The Commission found that Mr. Landry's handling of a traffic stop was replete with procedural and safety violations including allowing the driver with no identification, who was suspected of having drugs, to escape in the vehicle.
The Commission found that Mr. Landry used profanity during a stop and in the presence of other officers. He also failed to turn in his wallet and badges and gave a false statement as why he could not do so.

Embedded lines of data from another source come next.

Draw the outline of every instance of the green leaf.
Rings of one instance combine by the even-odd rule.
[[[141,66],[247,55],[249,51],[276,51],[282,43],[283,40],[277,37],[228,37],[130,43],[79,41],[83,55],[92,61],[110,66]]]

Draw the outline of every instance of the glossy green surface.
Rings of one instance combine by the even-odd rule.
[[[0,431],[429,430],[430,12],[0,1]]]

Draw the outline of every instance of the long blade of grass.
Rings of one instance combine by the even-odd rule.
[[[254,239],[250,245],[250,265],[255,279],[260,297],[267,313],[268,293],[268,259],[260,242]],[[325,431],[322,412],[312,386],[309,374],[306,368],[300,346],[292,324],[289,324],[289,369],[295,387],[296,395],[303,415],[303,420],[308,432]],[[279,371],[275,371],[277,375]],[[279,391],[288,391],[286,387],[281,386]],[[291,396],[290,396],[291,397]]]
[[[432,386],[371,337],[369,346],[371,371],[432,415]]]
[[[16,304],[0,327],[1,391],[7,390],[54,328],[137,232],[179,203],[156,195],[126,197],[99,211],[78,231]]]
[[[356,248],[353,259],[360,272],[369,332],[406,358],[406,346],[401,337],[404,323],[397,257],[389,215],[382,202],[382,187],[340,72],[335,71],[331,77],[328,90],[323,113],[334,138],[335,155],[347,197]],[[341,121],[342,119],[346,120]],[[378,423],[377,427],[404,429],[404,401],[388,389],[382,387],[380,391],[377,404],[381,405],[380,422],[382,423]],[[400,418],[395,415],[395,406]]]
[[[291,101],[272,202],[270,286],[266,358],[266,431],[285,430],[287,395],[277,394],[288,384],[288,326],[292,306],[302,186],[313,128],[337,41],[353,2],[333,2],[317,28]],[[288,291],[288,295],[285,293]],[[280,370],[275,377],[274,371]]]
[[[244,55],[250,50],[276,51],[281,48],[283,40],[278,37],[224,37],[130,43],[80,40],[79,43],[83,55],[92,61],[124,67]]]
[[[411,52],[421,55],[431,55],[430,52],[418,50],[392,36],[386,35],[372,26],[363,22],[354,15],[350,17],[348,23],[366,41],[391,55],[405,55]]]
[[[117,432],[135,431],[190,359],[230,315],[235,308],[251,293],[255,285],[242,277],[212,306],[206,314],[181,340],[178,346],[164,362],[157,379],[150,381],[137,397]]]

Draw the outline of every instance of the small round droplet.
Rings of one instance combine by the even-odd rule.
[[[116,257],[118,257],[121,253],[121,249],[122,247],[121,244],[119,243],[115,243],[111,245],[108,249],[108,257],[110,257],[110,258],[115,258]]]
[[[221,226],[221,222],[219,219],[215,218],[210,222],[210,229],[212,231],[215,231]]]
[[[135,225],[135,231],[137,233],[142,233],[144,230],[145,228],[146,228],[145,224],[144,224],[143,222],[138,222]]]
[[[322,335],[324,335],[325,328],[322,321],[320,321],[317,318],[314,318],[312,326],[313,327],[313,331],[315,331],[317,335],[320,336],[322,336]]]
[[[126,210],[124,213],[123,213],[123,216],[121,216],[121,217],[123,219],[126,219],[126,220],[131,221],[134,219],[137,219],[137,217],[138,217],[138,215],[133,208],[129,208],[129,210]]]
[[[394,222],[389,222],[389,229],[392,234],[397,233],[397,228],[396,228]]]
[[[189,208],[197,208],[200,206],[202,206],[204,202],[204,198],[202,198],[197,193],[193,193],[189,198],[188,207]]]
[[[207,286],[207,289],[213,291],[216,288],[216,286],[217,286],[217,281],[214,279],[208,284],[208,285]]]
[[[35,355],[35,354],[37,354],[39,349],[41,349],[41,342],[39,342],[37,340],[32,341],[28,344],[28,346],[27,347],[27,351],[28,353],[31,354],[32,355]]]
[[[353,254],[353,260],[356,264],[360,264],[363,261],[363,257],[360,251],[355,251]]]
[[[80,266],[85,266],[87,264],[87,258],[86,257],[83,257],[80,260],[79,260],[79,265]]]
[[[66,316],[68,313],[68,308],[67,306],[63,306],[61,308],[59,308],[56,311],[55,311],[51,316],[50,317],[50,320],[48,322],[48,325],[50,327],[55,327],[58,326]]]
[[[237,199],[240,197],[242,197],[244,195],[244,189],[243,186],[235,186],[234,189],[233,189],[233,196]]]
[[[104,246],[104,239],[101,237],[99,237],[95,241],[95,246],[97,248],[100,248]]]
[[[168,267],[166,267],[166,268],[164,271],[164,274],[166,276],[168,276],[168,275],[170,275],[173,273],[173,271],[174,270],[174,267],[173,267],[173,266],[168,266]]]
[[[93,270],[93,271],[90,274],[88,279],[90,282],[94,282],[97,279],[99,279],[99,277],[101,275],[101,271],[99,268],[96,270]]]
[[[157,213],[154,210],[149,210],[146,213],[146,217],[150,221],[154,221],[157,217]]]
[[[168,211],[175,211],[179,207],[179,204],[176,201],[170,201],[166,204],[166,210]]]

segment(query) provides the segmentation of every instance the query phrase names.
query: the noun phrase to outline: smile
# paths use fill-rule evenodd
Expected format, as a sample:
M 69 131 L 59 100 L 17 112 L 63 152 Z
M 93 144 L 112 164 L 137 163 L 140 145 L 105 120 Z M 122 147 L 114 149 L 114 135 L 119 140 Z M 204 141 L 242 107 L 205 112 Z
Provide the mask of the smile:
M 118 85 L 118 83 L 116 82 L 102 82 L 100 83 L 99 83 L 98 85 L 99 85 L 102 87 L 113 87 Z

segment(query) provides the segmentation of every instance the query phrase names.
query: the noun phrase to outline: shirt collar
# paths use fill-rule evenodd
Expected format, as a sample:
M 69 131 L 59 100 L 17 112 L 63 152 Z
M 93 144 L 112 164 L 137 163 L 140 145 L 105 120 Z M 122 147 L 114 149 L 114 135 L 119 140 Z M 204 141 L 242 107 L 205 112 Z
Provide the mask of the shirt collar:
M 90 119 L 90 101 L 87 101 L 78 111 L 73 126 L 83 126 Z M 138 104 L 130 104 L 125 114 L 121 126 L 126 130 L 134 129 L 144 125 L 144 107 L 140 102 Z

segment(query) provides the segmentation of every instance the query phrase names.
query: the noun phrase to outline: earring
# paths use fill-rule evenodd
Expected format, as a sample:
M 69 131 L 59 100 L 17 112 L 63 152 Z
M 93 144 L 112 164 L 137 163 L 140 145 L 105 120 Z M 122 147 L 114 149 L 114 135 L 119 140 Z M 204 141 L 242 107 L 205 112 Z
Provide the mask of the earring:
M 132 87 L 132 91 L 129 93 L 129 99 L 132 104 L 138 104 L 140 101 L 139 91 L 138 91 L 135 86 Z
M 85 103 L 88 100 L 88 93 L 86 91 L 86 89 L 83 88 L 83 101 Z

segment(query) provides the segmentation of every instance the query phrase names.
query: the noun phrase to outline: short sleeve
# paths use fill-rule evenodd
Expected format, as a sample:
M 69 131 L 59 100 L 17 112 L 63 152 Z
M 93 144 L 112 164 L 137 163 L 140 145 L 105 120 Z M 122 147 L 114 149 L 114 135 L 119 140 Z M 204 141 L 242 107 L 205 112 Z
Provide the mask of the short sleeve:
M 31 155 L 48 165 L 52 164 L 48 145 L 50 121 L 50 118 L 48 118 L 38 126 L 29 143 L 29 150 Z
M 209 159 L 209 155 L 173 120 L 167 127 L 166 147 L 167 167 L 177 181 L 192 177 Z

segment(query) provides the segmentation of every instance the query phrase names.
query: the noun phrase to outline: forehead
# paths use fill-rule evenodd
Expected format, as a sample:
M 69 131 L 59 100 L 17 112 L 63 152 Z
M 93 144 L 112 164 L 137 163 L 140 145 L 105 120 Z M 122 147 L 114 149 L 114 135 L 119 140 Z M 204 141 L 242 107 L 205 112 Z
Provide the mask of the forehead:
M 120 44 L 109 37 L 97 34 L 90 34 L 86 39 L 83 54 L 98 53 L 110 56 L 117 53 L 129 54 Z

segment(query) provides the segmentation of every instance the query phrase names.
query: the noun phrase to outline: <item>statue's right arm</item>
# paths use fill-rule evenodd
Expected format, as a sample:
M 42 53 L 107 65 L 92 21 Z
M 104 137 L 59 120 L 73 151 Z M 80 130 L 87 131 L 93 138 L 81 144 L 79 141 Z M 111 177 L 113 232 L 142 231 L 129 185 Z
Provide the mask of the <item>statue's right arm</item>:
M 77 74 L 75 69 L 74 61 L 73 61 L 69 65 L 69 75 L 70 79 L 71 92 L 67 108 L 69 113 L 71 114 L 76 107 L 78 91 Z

Mr. Landry has previously been given the benefit of doubt as evidenced in our unpublished opinion, Landry v. Dept. of Public Safety and Corrections, Office of State Police, 07-0559 (La.App. 1 Cir. 11/2/07), (unpublished) 966 So.2d 1249 (table). In that case the Commission decided, and we agreed, that deficiencies in an arrest report were due to confusion rather than deliberate falsification. Here, however, after reviewing the record in its entirety, it is apparent that Mr. Landry was given many chances for redemption, but he continued to disobey the rules and regulations. Collectively, the listed infractions clearly show no error committed in the decision by the State Police to terminate Mr. Landry, or in the Commission's decision to uphold the termination. One of the primary missions of the State Police is law enforcement. Since the public puts its trust in the police as a guardian of its safety, it is essential the appointing authority be allowed to establish and enforce appropriate standards of conduct for its employees sworn to uphold that trust. Berry v. Dept. of Public Safety and Corrections, 01-2186, p. 13 (La.App. 1 Cir. 9/27/02), 835 So.2d 606, 615. Accordingly, we find no error in the Commission's decision. These assignments of error are without merit.
DECREE
For the above reasons, the decision of the State Police Commission upholding the termination of Derek M. Landry by the Department of Public Safety and Corrections, Office of State Police is affirmed. The costs of this appeal are assessed to appellant, Derek M. Landry.